Blackbox surrogate-based optimization framework.

surrox takes a declarative problem description, rains surrogate models on historical data, optimizes on the surrogates, and delivers explained, uncertainty-assessed recommendations.

Features

  • Declarative problem definition — variables, objectives, constraints, and domain knowledge as immutable Pydantic models
  • Automated surrogate training — XGBoost/LightGBM ensembles with Optuna HPO and conformal prediction intervals
  • Multi-objective optimization — pymoo-based, auto-selects algorithm from problem structure
  • Built-in explainability — SHAP, PDP/ICE, feature importance, trade-off analysis, what-if predictions
  • Scenario comparison — run multiple scenarios and compare results
  • Persistence — save and load results and trained surrogates

Installation

pip install surrox[all]

Quick Example

import pandas as pd
import surrox

problem = surrox.ProblemDefinition(
    variables=(
        surrox.Variable(
            name="temperature",
            dtype=surrox.DType.CONTINUOUS,
            role=surrox.Role.DECISION,
            bounds=surrox.ContinuousBounds(lower=150.0, upper=300.0),
        ),
        surrox.Variable(
            name="pressure",
            dtype=surrox.DType.CONTINUOUS,
            role=surrox.Role.DECISION,
            bounds=surrox.ContinuousBounds(lower=1.0, upper=10.0),
        ),
    ),
    objectives=(
        surrox.Objective(
            name="maximize_yield",
            direction=surrox.Direction.MAXIMIZE,
            column="yield",
        ),
    ),
)

df = pd.read_csv("experiments.csv")
result, analyzer = surrox.run(problem=problem, dataframe=df)

# Pareto-optimal points
for point in result.optimization.feasible_points:
    print(point.variables, point.objectives)
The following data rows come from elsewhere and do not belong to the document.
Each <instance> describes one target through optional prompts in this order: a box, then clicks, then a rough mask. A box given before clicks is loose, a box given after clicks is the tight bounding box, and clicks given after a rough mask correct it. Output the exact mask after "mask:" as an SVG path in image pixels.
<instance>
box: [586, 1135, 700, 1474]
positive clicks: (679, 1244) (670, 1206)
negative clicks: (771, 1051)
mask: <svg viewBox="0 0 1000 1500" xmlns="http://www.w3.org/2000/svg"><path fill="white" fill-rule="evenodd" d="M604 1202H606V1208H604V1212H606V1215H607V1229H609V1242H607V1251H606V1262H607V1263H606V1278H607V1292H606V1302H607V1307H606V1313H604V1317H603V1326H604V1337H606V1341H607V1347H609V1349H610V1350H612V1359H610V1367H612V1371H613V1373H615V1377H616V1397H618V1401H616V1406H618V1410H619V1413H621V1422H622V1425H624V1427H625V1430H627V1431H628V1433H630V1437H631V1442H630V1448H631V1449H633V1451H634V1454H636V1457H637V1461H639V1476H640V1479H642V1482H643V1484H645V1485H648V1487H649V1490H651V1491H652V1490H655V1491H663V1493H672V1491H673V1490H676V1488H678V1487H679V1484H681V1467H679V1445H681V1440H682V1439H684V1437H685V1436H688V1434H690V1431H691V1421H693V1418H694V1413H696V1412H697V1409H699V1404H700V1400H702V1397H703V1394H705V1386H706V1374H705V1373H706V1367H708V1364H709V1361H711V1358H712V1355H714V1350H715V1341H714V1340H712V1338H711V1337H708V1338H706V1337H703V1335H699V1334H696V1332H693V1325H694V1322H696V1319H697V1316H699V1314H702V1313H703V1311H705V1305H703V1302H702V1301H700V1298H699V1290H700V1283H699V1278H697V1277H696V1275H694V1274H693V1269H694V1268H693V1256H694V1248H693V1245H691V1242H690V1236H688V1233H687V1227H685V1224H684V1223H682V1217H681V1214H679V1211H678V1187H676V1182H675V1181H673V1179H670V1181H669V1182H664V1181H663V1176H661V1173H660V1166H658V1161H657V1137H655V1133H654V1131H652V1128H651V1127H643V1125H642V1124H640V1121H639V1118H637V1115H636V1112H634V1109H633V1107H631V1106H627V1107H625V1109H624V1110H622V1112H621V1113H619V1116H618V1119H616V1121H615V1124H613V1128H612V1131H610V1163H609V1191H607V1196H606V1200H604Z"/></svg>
# On-demand detail analysis
shap = analyzer.shap_global("yield")
pdp = analyzer.pdp_ice("temperature", "yield")

Four-Layer Architecture

surrox processes optimization problems through four sequential layers:

  1. Problem — Declarative, immutable problem definition. All validation happens at construction time.
  2. Surrogate — Trains one ensemble per unique target column using Optuna HPO over XGBoost and LightGBM. Includes conformal prediction for uncertainty quantification.
  3. Optimizer — pymoo-based multi-objective optimization on the trained surrogates. Auto-selects the algorithm (DE, GA, NSGA-II, NSGA-III) based on the problem structure.
  4. Analysis — Summary analysis runs automatically. Detail analyses (SHAP, PDP/ICE, What-If) are lazy and cached via the Analyzer.
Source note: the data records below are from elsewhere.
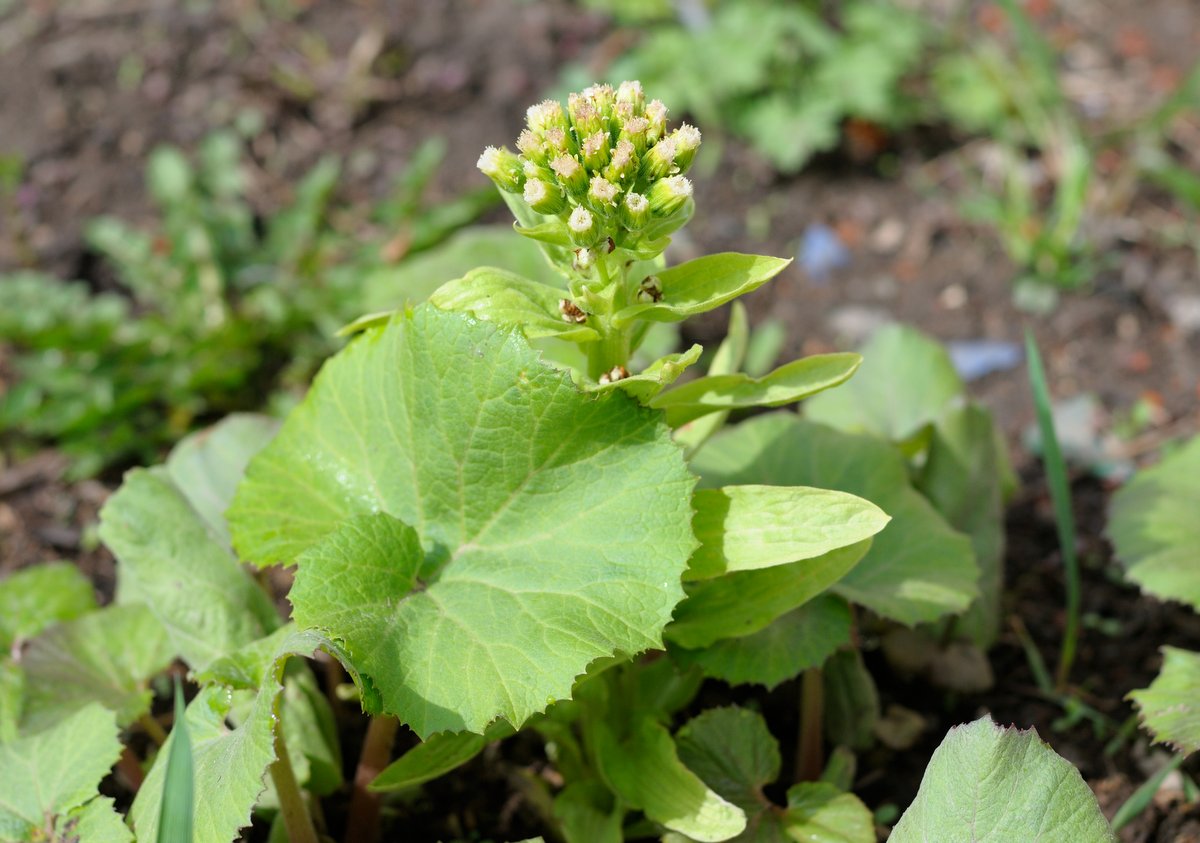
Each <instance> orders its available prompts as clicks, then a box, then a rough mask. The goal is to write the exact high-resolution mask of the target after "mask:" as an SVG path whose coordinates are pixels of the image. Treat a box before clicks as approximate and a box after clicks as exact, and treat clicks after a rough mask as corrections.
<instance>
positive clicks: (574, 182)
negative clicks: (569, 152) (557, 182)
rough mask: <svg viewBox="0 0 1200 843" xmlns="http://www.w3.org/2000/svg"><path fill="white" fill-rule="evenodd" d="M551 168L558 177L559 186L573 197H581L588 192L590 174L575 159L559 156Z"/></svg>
mask: <svg viewBox="0 0 1200 843" xmlns="http://www.w3.org/2000/svg"><path fill="white" fill-rule="evenodd" d="M550 168H551V169H552V171H554V174H556V175H557V177H558V184H560V185H562V186H563V187H564V189H565V190H566V192H568V193H570V195H571V196H575V197H580V196H583V195H584V193H587V192H588V174H587V172H586V171H584V169H583V165H581V163H580V162H578V161H577V160H576V159H575V157H572V156H570V155H559V156H558V157H557V159H554V160H553V161H551V162H550Z"/></svg>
Each layer consumes the output of the previous layer plus the Problem object.

Variables

Variables are typed (continuous, integer, categorical, ordinal) and have a role:

  • Decision variables — the optimizer searches over these
  • Context variables — fixed during optimization, varied across scenarios

Surrogates and Ensembles

For each unique target column (objectives + data constraints), surrox trains an ensemble of gradient boosting models:

  • Optuna HPO searches over XGBoost and LightGBM hyperparameters
  • Ensemble selection picks diverse, high-performing models weighted by softmax of CV performance
  • Conformal Prediction provides distribution-free prediction intervals with guaranteed coverage

Constraints

Two types of constraints control the feasibility of solutions:

  • LinearConstraint — analytical constraint on decision variables (sum(coeff * x) <= rhs), evaluated exactly
  • DataConstraint — surrogate-based constraint on a predicted column (prediction <= limit), evaluated via the trained surrogate with uncertainty

Both support hard (must satisfy) and soft (penalized) severity levels.

Monotonic Relations

Domain knowledge about monotonic relationships (e.g., "increasing temperature always increases yield") can be encoded as MonotonicRelation objects. These constrain the surrogate training to respect known physical relationships.

Scenarios

Scenarios fix context variables to specific values, enabling what-if comparisons across different operating conditions (e.g., summer vs. winter). Surrogates are trained once; optimization runs independently per scenario.

Extrapolation Detection

The optimizer flags candidate solutions that lie outside the training data manifold using k-nearest-neighbor distance. Points beyond the threshold are marked as extrapolating, providing a trust signal for recommendations.